そして、いよいよ1級取得を目指した実技試験。試験5分前に渡された課題を見た瞬間に頭の中が真っ白になりました。服装のマナー、仕事で大きなミスを犯したときの対応、和室でのあいさつ等々、覚えているはずなのにいざとなると正確に動くことができない、言葉が出てこない・・・。できると思っていたことが、実は身についていなかったと思い知らされて失意のうちに帰路につきました。結果はもちろん不合格でした。
それから半年後、再チャレンジでようやく合格通知をいただきましたが、受験後、羽田空港に向かうモノレールの車中で強烈な胃痛に襲われました。あれほどの緊張感を味わうことはもう二度とないかもしれません。
検定1級取得を目指される皆様へ
<筆記試験対策として>
準2級のテキスト、または『「さすが!」といわせる大人のマナー講座』を熟読して覚えることはもちろんですが、さらに学びの範囲を広げることが必要です。私の場合は協会理事の皆様の著書を読んだり、毎日見聞きするニュースなどもマナーの視点から注意深く見つめて疑問を抱く、抱いた疑問はその都度解決するなどの習慣が役に立ちました。
<実技試験対策として>
ビジネスマナー・食事のマナー・暮らしのマナー、各分野から出題されます。課題を理解する能力、審査員の前でも自分の力を発揮できる冷静さ、そして、正解を導くための知識と技術が必要です。近道はありません。日々の積み重ねがすべてと言ってよいでしょう。知識と実践の間に距離を置かないことがポイントです。 考えてみると、私たちは様々なことを省略・簡略して日々を過ごしていることに気付きます。その結果、和洋を問わず「正式な動き・ことばづかい」を忘れてしまっていることも多いのではないでしょうか。日頃から立つ・座るなどの基本も含めて本来あるべき形や姿を実践していると、試験当日も自信をもって振舞うことができるように思います。

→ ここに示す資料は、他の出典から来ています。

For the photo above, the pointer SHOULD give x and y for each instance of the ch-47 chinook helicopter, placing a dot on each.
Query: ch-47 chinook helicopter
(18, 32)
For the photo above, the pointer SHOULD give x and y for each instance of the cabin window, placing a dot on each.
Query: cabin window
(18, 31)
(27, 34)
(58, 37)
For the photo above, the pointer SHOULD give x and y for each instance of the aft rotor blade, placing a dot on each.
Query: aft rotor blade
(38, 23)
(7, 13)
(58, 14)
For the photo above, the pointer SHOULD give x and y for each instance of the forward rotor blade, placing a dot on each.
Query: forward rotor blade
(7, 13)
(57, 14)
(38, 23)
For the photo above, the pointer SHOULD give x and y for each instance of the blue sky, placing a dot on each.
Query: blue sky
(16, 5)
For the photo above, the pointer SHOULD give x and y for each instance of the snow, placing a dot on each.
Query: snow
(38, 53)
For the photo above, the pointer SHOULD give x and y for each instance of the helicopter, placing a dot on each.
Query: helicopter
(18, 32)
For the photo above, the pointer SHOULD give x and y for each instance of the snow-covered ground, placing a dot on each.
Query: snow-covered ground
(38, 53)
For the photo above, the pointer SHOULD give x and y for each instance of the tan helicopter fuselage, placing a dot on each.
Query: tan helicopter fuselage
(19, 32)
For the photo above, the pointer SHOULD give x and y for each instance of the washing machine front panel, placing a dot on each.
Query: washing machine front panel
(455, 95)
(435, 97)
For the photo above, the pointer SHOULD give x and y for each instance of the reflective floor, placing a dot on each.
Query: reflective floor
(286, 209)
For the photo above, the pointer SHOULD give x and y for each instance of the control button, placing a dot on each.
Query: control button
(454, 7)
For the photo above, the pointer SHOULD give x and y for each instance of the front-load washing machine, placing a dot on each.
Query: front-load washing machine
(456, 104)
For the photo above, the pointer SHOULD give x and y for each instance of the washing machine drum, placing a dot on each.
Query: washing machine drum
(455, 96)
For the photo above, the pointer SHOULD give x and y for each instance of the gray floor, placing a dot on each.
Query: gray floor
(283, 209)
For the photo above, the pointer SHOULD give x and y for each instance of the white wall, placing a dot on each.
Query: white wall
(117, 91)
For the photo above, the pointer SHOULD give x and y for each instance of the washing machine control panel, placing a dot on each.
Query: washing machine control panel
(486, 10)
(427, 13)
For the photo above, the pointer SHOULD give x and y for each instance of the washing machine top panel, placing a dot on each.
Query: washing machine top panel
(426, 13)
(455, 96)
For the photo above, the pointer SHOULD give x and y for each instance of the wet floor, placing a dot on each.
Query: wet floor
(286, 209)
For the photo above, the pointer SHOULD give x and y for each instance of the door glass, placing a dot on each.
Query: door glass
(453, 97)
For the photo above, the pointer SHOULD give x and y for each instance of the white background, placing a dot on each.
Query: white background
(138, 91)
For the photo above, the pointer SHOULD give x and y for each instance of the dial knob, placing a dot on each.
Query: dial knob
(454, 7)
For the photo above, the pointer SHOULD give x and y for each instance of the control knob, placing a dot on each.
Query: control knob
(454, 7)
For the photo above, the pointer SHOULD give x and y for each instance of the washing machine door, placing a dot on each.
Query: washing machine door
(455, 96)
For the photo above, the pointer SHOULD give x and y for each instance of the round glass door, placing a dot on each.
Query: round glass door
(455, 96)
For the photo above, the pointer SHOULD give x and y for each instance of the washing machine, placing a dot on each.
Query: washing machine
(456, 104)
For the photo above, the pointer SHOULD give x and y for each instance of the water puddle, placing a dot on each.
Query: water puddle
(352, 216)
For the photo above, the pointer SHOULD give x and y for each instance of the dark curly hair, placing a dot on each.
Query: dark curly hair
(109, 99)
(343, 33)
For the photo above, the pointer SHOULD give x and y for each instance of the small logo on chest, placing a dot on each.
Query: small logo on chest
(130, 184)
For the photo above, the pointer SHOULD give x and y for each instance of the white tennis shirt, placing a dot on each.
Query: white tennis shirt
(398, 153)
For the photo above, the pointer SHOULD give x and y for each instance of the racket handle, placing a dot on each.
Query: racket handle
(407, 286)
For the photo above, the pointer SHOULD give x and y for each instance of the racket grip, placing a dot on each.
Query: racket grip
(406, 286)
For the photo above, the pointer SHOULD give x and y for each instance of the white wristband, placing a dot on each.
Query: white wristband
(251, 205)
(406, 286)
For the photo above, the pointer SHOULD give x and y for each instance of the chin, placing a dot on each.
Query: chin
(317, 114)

さて、私は今日まで小笠原流礼法の真髄である「相手を大切に思う心を形に」という言葉に惹かれて学習を続けてきました。この言葉に出会う前の私は、「お行儀の悪いことをしてはいけない」と思って振舞っていました。けれども今は「皆が気持ちよく過ごすため」の振舞いを心がけるようになりました。こうした根本的な考え方の変化は私の人生に劇的な変化をもたらしたと言っても過言ではありません。「思いを込める」「願いを込める」ということを知ったおかげで、私の毎日はとても明るいものになりましたし、礼やマナーの背景にある各国の歴史や文化を知ったことによって、見慣れた景色さえも輝きを増して見えるようです。
私は秋田県で会社員として勤めながら、マナーやプロトコールについて学び・確かめる作業を繰り返しているうちに1級取得までたどり着くことができました。「知らないこと」「できないこと」はまだまだたくさんありますが、これからも目覚めるたびに新しい何かを覚え、身に付け、いつの日か地域の皆様と共に学ぶ機会をもつことができたらと夢見ています。